Op.68. Tonalité : fa majeur. Période d'élaboration : 1805-1808. Publication : Breitkopf et Härtel, mai 1809, Leipzig. Dédicataire(s) : Andreas Rasumovsky, Franz Joseph von Lobkowitz . Partition : imslp

Contrairement à de nombreuses œuvres dont le titre n’est pas de Beethoven, la symphonie dite « Pastorale » doit directement son nom à son auteur. Lorsque le compositeur envoie le manuscrit à son éditeur, il l’intitule précisément : « Symphonie Pastorale, ou Souvenir de la vie rustique, plutôt émotion exprimée que peinture descriptive ». Cette œuvre unique reste probablement la plus originale de ses neuf symphonies. Seule symphonie en cinq mouvements, elle propose un véritable portrait musical de la nature. Beethoven fournit à chacune des parties un sous-titre afin de mieux guider son auditeur (chose rare chez ce compositeur).

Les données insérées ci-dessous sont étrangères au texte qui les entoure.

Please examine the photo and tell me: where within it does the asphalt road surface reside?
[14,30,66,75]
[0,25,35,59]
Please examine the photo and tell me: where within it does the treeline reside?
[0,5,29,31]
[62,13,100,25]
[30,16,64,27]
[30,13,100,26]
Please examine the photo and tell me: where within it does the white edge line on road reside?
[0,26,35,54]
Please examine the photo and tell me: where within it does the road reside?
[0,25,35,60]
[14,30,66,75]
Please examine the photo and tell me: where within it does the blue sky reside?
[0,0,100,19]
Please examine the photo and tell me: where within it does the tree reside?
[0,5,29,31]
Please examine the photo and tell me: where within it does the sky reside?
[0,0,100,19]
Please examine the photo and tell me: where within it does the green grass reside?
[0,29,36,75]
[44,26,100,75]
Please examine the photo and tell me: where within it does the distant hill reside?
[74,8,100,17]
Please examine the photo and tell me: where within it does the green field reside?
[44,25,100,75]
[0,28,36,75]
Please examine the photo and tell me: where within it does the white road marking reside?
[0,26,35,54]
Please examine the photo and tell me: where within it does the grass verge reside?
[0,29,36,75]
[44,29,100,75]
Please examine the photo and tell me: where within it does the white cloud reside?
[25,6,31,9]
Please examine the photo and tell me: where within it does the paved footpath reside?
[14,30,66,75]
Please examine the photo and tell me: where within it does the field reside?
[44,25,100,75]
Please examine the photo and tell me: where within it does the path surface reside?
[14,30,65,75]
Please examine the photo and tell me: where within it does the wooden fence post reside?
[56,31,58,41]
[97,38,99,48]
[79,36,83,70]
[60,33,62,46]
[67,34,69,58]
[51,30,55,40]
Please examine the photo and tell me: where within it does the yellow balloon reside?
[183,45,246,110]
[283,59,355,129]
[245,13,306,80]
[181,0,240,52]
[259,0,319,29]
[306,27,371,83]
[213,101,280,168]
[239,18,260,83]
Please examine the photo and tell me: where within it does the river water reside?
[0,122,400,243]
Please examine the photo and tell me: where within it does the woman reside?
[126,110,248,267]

  1. Eveil d’impressions agréables en arrivant à la campagne
  2. Scène au bord du ruisseau
  3. Joyeuse assemblée des paysans
  4. Tonnerre – Orage
  5. Chant pastoral – Sentiments joyeux et reconnaissants après l’orage

Beethoven a sûrement été inspiré par une symphonie de Knecht (1752-1817) qui a pour titre "Portrait musical de la nature" et qui porte des sous-titres semblables. Les romantiques comme Strauss, Liszt ou Berlioz développeront énormément la musique à programme (Chopin quant à lui détestait). Beethoven dira à propos de son oeuvre : "c'est plutôt une expression du sentiment qu'une peinture". On connaît l'amour profond qu'avait Beethoven pour la nature :"Je préfère un arbre à un homme". Beethoven se rendait d'ailleurs souvent dans des petits villages campagnard proche de Vienne comme Heiligenstadt. Dans une lettre adressée à Thérèse Malfatti, Beethoven s'exclame :"Je suis si joyeux quand je puis errer à travers les bois, les taillis, les arbres, les rochers. Pas un homme ne peut aimer la campagne autant que moi!" Il fait de cette oeuvre une véritable hymne à la nature. La dédicace de ce chef-d'œuvre va avec la cinquième symphonie au comte Razumosvky et au prince Lobkowitz. Elle est jouée pour la première fois avec la cinquième au Theater "An der Wien".

Le premier thème, plein de grâce, est joué par les violons et contient un motif rythmique qui sera présent tout le long du mouvement. Un deuxième thème, plus lié et plus chantant, fournit à l’œuvre une atmosphère heureuse et détendue. D’abord énoncé par les violons, il circule à travers les différents instruments. L’épisode central reprend les éléments précédents et est caractérisé par ses nombreuses répétitions. Ces passages obstinés sont une caractéristique du langage de Beethoven.

Évocation d'une promenade auprès d’un ruisseau. Pendant que les violons 2, altos et violoncelles imitent l’ondulation des flots, les premiers violons déploient une tendre mélodie reprise par les clarinettes et les bassons. La coda, passage le plus descriptif de la symphonie, imite différents chants d’oiseaux. La flûte évoque le rossignol, auquel répondent le hautbois dans le rôle du cri de la caille et la clarinette dans celui du coucou. Précisons que Beethoven a lui-même indiqué sur sa partition les trois noms d’oiseaux.

La fête et la joie se ressentent pleinement. C’est une atmosphère bucolique qui se tourne vers les réjouissances paysannes. La première partie est un scherzo qui se divise en deux thèmes. Au scherzo succède le trio habituel, plein de contraste et comprenant également deux parties.

Intitulé « Tonnerre - Orage », voici le passage le plus agité de la symphonie. Ecoutez les premiers grondements qui se font entendre par les violoncelles et contrebasses pendant que les violons 2 imitent les premières gouttes de pluie. Après un brusque crescendo, voici l’orage qui éclate violemment, accentué par des grands roulements de timbales (silencieuses jusqu’ici). La tempête se calme quelques instants pour laisser à nouveau la pluie reprendre. Mais un nouveau crescendo amène un second orage encore plus violent.